In 1953, Ken began playing polo at the Santa Barbara Polo & Racquet Club in Carpinteria, where he would occasionally ferry his family up the coast from Long Beach in his 83-foot AVR boat. He moored his boat off Santa Claus Lane and rowed his wife, Nancy, and their two young sons, John and Howard, to shore to play polo.

In 1976, Ken, along with the assistance of two other club members, rescued the Santa Barbara Polo & Racquet Club from financial disaster by finishing a failed condo development and purchasing parcels of contiguous land for stabling and a tennis club. By 1979, the Walker family deeded all land and all improvements back to the Club at no benefit to themselves. Today, the club is heralded as one of the most viable polo clubs in the western United States.
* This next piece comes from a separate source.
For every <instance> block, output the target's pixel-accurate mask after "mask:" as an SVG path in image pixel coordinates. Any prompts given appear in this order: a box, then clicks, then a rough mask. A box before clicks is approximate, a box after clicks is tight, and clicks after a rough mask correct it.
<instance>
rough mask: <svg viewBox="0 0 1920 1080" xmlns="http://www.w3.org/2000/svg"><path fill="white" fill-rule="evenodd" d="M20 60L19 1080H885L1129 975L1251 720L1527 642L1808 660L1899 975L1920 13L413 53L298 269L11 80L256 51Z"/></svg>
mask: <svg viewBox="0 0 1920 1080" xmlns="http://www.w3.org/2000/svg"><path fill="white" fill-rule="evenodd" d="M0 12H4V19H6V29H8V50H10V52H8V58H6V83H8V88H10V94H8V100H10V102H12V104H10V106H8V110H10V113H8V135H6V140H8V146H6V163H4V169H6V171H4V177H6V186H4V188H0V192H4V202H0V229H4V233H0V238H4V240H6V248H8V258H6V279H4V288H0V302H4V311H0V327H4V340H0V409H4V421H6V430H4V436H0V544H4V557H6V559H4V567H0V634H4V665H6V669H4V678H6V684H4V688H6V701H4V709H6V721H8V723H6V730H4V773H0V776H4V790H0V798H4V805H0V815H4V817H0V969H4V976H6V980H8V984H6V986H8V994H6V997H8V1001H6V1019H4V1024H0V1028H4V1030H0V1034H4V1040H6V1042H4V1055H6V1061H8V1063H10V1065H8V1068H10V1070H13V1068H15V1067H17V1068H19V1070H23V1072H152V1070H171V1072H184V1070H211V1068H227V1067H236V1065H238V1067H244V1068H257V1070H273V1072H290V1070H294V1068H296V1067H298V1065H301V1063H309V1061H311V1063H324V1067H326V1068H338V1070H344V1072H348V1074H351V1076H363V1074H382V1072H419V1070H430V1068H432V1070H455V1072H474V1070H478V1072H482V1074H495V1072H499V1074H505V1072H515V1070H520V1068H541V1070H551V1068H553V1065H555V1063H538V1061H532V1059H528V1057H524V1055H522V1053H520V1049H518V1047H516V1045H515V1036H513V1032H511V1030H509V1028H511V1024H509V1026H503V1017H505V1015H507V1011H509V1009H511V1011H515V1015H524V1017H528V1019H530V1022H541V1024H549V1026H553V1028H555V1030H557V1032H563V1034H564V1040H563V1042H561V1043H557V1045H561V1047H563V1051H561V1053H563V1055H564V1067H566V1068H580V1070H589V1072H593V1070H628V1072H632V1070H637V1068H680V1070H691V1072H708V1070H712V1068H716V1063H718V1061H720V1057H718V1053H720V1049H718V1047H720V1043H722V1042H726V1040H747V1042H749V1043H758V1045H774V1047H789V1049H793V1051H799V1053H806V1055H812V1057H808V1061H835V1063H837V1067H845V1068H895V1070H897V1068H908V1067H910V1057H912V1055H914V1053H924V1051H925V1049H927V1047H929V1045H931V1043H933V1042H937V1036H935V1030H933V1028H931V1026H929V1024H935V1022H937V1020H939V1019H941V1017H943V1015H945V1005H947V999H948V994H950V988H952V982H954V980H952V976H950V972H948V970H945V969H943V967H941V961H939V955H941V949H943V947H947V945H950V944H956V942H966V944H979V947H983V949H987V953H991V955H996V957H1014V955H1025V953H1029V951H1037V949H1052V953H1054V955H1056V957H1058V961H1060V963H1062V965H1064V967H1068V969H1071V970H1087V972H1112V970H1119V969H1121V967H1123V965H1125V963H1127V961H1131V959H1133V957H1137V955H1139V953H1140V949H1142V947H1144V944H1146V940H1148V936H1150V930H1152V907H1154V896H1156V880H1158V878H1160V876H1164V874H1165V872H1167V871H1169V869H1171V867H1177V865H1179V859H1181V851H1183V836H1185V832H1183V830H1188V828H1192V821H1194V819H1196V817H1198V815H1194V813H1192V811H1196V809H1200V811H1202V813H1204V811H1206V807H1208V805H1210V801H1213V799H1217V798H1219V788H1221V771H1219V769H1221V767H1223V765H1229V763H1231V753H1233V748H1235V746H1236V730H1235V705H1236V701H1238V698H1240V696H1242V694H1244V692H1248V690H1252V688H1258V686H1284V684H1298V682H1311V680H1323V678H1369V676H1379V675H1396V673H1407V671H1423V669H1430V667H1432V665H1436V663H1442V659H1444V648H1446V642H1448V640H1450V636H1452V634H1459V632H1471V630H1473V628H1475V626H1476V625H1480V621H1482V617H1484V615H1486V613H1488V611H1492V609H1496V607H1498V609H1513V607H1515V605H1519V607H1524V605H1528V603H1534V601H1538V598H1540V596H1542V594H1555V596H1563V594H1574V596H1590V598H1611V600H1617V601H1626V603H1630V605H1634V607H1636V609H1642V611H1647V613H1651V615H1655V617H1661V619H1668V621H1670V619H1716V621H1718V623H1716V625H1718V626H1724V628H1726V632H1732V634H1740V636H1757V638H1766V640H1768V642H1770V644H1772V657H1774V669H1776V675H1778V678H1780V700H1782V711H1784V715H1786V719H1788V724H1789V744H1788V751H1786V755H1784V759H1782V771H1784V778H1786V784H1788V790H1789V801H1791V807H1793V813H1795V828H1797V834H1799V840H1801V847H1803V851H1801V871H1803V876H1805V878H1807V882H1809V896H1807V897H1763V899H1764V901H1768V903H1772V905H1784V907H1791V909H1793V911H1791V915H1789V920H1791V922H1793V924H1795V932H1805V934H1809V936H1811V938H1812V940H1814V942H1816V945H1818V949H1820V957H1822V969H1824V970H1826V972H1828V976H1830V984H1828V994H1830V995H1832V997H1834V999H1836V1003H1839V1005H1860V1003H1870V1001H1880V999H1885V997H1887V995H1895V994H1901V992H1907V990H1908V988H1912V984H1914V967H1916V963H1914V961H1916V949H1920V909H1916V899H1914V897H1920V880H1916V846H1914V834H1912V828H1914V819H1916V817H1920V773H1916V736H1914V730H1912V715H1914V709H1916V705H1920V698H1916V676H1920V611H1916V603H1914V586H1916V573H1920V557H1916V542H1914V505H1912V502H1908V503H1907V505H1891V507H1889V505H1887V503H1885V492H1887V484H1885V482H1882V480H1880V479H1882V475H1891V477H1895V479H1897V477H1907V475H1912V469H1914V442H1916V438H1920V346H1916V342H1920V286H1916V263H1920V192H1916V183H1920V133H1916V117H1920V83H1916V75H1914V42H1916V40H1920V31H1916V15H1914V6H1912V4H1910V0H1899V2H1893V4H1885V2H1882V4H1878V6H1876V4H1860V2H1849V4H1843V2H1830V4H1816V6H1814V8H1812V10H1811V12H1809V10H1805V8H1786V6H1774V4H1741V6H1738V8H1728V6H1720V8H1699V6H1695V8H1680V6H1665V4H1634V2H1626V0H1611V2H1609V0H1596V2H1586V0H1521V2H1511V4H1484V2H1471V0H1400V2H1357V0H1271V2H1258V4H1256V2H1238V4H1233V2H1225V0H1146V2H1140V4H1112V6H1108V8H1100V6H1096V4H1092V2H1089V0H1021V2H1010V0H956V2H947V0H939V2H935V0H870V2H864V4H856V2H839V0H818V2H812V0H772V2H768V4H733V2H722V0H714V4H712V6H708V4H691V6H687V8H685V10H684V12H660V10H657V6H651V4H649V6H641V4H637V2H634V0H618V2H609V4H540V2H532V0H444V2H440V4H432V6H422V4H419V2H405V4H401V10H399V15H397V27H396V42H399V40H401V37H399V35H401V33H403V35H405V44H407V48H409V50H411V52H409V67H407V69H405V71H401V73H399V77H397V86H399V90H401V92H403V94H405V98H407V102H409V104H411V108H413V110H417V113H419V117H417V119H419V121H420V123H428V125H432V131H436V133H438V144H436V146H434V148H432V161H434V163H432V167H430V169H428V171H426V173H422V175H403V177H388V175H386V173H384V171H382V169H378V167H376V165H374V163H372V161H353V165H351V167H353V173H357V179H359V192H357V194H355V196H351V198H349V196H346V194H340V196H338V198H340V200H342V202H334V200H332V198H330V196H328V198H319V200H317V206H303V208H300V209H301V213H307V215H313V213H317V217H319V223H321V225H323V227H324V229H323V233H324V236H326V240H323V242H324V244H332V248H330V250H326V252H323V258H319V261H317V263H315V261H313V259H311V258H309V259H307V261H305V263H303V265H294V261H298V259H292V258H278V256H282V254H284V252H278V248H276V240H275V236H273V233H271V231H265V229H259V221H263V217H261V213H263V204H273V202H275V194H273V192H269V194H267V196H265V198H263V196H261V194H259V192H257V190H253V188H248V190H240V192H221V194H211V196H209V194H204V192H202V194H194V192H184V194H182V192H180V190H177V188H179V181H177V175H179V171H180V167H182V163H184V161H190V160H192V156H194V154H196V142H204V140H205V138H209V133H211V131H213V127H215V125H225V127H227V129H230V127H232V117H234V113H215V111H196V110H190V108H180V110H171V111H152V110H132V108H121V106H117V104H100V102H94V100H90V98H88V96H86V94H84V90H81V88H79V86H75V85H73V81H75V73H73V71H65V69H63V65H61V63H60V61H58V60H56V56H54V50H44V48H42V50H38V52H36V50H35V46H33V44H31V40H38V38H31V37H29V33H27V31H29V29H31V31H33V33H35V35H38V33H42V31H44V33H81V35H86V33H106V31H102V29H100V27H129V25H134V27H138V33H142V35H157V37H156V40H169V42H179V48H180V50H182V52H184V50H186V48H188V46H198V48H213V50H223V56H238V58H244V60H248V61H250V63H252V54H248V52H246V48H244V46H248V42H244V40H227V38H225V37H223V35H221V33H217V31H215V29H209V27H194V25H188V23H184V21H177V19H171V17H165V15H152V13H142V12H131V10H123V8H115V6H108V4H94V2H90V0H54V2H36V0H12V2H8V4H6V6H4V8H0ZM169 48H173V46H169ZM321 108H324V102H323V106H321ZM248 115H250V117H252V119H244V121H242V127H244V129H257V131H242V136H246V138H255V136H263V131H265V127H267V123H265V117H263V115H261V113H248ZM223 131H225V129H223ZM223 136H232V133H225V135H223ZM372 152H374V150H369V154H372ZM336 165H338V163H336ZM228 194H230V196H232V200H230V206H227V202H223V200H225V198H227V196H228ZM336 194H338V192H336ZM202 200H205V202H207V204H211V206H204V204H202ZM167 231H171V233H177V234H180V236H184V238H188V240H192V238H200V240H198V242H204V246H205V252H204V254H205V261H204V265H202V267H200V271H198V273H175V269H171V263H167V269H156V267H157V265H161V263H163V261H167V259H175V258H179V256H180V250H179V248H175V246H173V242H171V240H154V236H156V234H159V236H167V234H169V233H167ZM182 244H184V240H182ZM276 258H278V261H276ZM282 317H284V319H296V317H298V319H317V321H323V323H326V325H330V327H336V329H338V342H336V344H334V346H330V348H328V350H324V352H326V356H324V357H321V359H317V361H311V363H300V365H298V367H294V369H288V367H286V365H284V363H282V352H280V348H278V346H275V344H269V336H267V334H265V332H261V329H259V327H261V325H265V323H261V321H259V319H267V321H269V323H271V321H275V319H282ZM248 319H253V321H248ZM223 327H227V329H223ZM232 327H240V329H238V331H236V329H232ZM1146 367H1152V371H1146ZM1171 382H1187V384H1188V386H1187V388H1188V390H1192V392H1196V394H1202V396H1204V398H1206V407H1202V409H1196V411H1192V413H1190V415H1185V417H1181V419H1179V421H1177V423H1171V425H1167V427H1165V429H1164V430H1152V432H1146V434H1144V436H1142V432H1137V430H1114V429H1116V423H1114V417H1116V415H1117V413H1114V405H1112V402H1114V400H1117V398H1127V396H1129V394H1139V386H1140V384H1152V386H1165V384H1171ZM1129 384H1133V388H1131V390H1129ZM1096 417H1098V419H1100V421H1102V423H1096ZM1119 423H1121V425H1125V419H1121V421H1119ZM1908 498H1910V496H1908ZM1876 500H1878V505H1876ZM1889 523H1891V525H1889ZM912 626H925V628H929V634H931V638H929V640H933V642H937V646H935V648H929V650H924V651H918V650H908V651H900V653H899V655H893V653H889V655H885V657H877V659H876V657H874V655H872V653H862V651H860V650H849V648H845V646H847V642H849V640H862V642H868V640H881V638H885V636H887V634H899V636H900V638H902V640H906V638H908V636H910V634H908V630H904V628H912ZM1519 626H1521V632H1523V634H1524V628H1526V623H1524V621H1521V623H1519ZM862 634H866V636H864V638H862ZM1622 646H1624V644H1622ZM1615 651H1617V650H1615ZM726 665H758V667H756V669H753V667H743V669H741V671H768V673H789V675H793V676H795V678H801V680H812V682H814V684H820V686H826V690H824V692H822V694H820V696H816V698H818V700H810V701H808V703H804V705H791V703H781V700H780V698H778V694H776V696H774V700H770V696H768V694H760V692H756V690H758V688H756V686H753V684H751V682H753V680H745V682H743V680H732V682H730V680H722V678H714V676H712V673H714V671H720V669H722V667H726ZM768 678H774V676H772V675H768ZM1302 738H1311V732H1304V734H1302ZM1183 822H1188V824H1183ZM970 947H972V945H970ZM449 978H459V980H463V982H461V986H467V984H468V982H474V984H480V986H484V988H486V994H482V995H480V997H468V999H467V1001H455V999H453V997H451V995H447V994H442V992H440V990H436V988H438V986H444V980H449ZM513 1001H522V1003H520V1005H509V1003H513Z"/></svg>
A Banker Making a Difference

Our father never once told us that we had to join the bank. He simply said banking was a good clean job versus other industries. I (Henry) started at the bank in 1983 and took over as CEO last year, replacing my older brother (Daniel), who has worked at the bank since 1974. Ken’s grandchildren, Christine and Nolan, also now work at the bank.

When interviewed in 2008 about seeing his sons rise to executive level roles at the bank, Ken said, “F&M has long been a Walker family tradition, and seeing my children and grandchildren rise to the helm of these organizations, bringing with them a new level of business expertise, is fulfilling on many levels for me. This is more than just a business for our family, it is part of our family culture, and we take its success personally.”

He used his knowhow as a banker to make a difference in people’s lives. As we said, everyone who knows him has a good Ken Walker story.

Services will be held in February with more details to follow. Memorial contributions in lieu of flowers can be made to the C.J., Carrie D. & R. Howard Walker Foundation, 302 Pine Avenue, Long Beach, California 90802.